Patras Note

The Notes of Avinash Patra, Sr.

                                                          Draupadi A Woman of Rare Love

The Society of Arts,  & Oxofrd University Press, United Kingdom ; 1 edition (February 4, 2012)

      From the Inside Flap

To love five men together, to play wife to them at the same time is a great and arduous task. This needs to be understood rightly. Love does not have much to do with persons; it is a state of mind. And love that is confined to a single person is a poor love. Let us go into this question of love in depth.

We all insist that one's love should be confined to a single person - a man or a woman. If someone loves you, you want that he should love you and you alone, that he not share his love with another person. You would like to possess that person, to monopolize him or her. We not only want to possess things, we also want to possess men and women. And if we had our way we would possess even the sun and the moon and the stars. So we crave to monopolize love. Because we do not know what love is, we are prone to think that if it is shared with many it will disperse and dwindle and die. But the truth is that the more love is shared, the more it grows. And when we try to restrict it, to control it - which is utterly unnatural and arbitrary - it dries up and eventually dies.

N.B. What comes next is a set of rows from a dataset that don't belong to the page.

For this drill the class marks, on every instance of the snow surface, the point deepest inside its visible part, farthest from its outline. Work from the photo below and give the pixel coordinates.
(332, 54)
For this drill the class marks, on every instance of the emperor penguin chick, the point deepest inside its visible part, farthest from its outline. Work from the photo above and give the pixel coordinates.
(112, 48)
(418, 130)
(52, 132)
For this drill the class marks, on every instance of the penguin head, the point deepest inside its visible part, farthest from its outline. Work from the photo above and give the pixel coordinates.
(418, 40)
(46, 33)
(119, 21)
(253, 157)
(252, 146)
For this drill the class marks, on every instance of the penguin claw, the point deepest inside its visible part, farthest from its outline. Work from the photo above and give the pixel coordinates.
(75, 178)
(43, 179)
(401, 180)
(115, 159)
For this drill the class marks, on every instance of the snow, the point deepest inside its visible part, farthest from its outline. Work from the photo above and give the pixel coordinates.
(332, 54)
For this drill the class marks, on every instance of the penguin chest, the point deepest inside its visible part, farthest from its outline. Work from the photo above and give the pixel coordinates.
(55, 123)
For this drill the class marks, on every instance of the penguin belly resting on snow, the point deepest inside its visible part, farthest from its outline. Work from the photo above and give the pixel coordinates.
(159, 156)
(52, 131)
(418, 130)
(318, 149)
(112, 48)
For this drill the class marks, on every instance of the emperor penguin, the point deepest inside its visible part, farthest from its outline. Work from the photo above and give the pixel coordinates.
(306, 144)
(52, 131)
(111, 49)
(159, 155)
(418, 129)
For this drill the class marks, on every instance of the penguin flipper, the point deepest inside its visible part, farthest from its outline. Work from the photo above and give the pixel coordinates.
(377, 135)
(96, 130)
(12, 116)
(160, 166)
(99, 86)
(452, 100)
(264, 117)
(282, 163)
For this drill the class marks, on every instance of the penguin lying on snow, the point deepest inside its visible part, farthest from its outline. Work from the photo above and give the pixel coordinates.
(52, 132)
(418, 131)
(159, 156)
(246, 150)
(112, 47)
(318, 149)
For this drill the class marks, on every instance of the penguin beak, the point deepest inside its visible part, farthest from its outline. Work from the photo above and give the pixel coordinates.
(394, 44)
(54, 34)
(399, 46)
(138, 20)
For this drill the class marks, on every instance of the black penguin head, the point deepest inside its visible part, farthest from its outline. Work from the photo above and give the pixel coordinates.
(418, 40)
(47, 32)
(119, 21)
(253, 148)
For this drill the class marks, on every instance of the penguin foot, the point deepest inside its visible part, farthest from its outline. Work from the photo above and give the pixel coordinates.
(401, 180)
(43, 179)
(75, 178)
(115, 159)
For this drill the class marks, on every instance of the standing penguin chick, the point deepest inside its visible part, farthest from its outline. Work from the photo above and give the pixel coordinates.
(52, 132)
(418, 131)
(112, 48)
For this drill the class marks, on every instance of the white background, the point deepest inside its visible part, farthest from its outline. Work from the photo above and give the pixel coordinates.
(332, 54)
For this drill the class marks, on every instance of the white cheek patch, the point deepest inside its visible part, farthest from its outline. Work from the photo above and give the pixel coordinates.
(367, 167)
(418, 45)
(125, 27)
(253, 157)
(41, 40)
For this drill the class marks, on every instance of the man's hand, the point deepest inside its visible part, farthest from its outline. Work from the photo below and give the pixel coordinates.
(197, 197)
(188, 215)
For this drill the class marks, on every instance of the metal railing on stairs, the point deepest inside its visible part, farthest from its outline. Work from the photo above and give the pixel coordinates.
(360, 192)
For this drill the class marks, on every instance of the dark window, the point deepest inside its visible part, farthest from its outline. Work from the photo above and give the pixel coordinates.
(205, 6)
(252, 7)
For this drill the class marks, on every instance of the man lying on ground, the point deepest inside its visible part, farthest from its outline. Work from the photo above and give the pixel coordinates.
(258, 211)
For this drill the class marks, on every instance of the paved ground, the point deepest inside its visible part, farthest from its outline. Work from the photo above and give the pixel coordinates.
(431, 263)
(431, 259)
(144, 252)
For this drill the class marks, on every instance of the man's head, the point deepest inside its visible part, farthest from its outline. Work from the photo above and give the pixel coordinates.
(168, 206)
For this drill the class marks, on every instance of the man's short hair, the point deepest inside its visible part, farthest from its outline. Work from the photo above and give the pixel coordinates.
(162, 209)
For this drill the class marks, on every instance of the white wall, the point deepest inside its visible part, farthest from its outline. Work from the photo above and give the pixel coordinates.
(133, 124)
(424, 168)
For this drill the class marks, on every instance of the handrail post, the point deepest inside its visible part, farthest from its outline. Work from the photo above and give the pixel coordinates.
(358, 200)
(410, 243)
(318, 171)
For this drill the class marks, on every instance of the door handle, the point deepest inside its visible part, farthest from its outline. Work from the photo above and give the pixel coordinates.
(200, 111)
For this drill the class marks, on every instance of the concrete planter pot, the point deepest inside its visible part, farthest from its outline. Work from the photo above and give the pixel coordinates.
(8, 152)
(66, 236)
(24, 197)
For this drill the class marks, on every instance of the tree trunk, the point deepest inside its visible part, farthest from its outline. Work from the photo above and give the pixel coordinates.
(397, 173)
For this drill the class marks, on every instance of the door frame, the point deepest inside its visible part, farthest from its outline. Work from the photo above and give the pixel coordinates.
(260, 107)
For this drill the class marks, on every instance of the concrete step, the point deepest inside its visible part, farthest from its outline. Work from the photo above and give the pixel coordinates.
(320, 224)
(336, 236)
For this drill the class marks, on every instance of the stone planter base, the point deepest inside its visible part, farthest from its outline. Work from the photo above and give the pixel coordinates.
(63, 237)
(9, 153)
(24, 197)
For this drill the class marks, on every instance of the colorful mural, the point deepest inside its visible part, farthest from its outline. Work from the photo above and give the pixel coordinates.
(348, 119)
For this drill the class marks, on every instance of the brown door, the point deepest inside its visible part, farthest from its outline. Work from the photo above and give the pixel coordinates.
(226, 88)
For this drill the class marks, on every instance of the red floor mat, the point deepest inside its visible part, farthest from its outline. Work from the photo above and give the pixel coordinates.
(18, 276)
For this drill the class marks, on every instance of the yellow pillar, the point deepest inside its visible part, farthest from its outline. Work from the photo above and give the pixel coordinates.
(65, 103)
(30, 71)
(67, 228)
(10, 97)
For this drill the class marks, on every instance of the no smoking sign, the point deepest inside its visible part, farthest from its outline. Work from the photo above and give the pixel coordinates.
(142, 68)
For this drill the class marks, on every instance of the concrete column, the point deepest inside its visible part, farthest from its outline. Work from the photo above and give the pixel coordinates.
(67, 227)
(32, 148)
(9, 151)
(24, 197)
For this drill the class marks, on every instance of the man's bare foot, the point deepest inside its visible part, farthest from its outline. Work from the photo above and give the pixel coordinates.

It is unfortunate that people all around the world are trying to capture love and keep it caged in their relationships. But it is not possible to make a captive of love, the moment you try to capture it, it ceases to be love. Love is like air; you cannot hold it in your fist. It is possible to have a little air on your open palm, but if you try to enclose it in your fist, the air escapes. It is a paradox of life that when you try to imprison love, to put it in bondage, love degenerates and dies. And we have all killed love in our foolish attempts to possess it. Really we don't know what love is.

We have our own ideas of what love is and should be, and that is why we misunderstand Draupadi. Despite our best efforts to understand her rightly, there is a lurking suspicion in our minds that there is an element of prostitution in Draupadi: our very definition of a sati, a faithful and loyal wife, turns Draupadi into a prostitute.

It is amazing that the tradition of this country like India respects Draupadi as one of the five most virtuous women of the past. The people who included her among the five great women of history must have been extraordinarily intelligent.